BANJARBARU, KLIKINDONESIA – PT Indocement Tunggal Prakarsa Tbk, Unit Tarjun, menyatakan kesiapannya menjadi offtaker atau pengelola sampah di Kalimantan Selatan.
Langkah ini diambil sebagai bentuk komitmen nyata perusahaan dalam mendukung pengelolaan lingkungan yang berkelanjutan dan bertanggung jawab.
Manajemen Indocement menyampaikan komitmen tersebut dalam pertemuan dengan Pemerintah Provinsi Kalimantan Selatan di Banjarbaru, Selasa (29/7/2025).
Turut hadir dalam pertemuan itu perwakilan dari Dinas PUPR, Pusdal Region Kalimantan, dan pengelola TPA Regional Banjarbakula.

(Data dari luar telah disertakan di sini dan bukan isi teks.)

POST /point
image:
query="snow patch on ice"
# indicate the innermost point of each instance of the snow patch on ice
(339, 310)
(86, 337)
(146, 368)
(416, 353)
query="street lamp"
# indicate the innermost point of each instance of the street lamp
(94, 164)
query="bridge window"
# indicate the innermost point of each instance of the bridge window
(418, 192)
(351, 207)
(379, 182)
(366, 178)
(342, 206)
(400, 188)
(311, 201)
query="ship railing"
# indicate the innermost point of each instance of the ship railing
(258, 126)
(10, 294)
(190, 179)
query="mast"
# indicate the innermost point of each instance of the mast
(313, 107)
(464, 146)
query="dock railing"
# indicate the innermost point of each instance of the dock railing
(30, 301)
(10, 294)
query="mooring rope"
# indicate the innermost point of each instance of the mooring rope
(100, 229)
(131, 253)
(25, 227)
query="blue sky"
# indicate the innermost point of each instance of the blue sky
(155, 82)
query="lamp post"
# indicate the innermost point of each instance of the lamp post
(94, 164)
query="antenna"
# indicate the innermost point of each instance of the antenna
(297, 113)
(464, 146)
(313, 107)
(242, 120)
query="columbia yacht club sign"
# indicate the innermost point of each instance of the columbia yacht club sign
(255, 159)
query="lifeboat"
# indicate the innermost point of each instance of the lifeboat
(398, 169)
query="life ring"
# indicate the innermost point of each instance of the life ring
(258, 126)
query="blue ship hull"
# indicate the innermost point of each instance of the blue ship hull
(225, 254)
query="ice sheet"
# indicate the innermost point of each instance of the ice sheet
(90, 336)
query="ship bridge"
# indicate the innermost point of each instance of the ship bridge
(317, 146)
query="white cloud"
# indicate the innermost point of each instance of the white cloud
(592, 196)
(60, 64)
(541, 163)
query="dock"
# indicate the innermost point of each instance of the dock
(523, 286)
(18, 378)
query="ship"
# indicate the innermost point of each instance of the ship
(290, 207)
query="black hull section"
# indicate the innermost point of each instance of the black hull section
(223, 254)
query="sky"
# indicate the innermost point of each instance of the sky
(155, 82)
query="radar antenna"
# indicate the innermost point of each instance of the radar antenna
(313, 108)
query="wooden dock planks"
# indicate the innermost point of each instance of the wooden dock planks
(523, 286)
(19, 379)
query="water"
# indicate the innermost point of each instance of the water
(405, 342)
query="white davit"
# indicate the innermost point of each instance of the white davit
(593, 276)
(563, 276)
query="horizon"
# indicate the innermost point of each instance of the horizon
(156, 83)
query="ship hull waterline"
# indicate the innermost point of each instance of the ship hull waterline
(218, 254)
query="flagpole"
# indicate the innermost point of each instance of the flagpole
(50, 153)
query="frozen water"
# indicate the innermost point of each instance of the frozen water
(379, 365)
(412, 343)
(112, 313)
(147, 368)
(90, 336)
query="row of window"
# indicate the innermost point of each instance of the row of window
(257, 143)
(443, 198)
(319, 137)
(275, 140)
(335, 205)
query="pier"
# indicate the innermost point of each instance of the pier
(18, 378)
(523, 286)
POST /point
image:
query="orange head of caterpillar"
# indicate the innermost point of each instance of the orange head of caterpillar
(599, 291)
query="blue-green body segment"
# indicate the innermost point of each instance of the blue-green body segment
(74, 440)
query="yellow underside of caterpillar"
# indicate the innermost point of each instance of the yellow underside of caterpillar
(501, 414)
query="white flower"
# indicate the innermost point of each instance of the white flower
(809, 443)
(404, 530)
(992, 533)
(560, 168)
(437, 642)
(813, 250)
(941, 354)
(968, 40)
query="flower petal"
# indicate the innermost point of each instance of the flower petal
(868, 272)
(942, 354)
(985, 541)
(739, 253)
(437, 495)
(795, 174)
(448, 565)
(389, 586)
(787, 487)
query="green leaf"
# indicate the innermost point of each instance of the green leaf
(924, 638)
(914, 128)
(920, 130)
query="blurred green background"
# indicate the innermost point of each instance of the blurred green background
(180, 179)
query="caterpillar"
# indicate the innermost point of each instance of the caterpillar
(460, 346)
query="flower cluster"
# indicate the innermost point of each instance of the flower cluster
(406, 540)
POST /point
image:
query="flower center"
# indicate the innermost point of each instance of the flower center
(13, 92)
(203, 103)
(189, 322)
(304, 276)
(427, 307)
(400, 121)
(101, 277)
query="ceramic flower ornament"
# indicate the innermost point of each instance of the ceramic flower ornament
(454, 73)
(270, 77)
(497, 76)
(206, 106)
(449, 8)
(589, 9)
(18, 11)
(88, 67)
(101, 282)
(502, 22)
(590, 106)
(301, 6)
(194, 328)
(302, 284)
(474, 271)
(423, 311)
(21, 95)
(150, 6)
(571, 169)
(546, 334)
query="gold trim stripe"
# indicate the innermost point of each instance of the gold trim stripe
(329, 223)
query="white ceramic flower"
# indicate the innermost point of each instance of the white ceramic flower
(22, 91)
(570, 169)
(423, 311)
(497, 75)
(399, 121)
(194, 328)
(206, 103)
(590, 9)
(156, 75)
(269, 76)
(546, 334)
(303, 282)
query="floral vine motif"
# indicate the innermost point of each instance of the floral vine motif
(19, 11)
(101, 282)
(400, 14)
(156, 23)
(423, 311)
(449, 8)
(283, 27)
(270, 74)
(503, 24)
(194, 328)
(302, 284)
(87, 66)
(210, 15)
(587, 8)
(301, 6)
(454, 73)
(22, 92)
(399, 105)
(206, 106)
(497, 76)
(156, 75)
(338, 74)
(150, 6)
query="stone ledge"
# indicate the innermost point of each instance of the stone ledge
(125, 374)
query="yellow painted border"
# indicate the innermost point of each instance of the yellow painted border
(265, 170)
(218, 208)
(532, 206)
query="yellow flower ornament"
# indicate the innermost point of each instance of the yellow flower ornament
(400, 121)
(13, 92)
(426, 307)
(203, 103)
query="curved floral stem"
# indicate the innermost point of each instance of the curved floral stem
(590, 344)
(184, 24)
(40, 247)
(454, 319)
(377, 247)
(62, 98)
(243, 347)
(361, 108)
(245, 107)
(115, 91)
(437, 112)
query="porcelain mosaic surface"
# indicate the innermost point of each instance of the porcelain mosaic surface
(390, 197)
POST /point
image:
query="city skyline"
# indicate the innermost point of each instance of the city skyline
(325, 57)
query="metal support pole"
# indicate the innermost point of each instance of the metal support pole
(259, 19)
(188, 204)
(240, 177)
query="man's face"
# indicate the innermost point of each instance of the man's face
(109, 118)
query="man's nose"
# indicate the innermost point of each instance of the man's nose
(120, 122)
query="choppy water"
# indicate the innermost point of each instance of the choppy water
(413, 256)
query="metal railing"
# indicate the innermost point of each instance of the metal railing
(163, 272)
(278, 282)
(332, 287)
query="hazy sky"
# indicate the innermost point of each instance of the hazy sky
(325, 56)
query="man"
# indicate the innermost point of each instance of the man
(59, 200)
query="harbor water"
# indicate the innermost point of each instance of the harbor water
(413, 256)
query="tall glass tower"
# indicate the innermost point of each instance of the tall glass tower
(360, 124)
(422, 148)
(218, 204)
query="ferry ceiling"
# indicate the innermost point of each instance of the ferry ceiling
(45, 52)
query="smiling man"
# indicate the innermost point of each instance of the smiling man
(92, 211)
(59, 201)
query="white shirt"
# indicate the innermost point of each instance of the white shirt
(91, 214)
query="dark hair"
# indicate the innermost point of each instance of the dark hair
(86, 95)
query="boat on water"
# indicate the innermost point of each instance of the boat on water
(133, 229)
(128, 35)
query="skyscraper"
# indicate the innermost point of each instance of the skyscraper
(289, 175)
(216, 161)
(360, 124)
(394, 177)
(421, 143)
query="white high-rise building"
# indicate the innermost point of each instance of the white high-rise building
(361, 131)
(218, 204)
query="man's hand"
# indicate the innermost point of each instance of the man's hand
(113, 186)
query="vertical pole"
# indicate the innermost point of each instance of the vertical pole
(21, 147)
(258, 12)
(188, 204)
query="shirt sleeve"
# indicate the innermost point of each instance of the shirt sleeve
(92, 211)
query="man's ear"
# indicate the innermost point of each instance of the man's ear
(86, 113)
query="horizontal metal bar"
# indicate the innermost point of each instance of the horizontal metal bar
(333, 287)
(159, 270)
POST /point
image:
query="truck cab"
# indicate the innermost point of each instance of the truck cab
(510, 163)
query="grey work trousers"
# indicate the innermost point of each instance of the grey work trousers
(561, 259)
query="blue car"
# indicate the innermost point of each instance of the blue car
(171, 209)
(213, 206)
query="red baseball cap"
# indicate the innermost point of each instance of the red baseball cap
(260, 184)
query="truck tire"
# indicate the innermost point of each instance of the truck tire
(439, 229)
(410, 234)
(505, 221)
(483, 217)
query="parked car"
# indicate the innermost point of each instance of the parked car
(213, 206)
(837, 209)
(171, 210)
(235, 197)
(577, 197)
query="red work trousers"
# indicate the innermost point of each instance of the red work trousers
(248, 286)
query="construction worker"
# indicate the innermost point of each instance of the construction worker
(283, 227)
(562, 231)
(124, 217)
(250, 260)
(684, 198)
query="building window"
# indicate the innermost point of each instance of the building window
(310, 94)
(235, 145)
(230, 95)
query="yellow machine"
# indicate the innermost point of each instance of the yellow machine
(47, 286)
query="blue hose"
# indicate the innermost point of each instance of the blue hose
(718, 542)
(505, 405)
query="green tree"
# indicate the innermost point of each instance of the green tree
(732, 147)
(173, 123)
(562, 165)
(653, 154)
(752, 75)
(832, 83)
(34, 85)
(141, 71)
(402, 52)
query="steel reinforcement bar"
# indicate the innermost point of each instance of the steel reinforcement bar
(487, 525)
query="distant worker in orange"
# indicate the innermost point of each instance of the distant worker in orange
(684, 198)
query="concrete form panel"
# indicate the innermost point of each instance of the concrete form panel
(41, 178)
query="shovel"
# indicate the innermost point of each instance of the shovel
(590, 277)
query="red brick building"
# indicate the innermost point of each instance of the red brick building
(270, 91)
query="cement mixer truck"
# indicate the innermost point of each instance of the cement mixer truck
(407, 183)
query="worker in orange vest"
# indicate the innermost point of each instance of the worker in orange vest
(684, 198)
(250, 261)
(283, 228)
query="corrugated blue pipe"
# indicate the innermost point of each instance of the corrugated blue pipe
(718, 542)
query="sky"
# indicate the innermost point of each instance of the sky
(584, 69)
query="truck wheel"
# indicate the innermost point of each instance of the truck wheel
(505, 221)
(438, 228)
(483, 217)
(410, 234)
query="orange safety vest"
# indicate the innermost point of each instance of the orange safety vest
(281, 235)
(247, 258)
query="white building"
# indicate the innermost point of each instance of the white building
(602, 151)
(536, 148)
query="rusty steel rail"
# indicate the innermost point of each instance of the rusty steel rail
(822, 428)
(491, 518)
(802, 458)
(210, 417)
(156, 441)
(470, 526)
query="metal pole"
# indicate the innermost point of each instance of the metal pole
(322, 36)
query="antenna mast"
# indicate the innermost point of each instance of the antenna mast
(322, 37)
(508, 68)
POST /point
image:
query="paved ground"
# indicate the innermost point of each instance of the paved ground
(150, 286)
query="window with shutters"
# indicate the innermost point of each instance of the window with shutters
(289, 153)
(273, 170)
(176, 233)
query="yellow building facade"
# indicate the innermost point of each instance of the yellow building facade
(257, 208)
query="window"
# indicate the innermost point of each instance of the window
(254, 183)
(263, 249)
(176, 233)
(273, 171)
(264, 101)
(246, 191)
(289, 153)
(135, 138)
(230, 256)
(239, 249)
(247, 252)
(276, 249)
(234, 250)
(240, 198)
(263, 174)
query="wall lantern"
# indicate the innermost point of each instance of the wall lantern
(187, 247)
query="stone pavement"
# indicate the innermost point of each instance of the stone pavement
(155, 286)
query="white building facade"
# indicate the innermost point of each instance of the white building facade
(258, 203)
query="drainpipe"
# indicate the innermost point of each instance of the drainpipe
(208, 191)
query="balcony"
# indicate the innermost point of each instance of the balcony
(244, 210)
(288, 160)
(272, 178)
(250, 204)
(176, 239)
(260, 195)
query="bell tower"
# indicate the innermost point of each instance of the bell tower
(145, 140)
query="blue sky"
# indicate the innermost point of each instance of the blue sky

Indocement menegaskan bahwa pihaknya tidak hanya fokus pada produksi semen, tetapi juga peduli pada isu lingkungan masyarakat.
“Kami siap menjadi bagian dari solusi terhadap persoalan sampah di Kalsel,” ujar Eva Ariani, SHECSR Dept. Head PT. Indocement
Indocement berencana memanfaatkan teknologi co-processing, yakni pengolahan sampah menjadi bahan bakar alternatif untuk produksi semen.
Teknologi ini dinilai ramah lingkungan dan sangat efektif dalam mengurangi volume sampah secara signifikan di tempat pembuangan akhir.
Koordinasi intensif antara Indocement dan berbagai pemangku kepentingan diyakini akan mempercepat implementasi sistem pengelolaan sampah regional.
Pemerintah Provinsi Kalimantan Selatan menyambut baik kolaborasi ini sebagai langkah strategis menyelesaikan persoalan sampah yang makin kompleks.
Sinergi antara industri dan pemerintah dinilai penting untuk mewujudkan pengelolaan sampah yang berkelanjutan dan berdampak langsung pada masyarakat.
Dengan kolaborasi ini, diharapkan kualitas lingkungan dan kesejahteraan warga Kalimantan Selatan dapat terus meningkat secara berkesinambungan.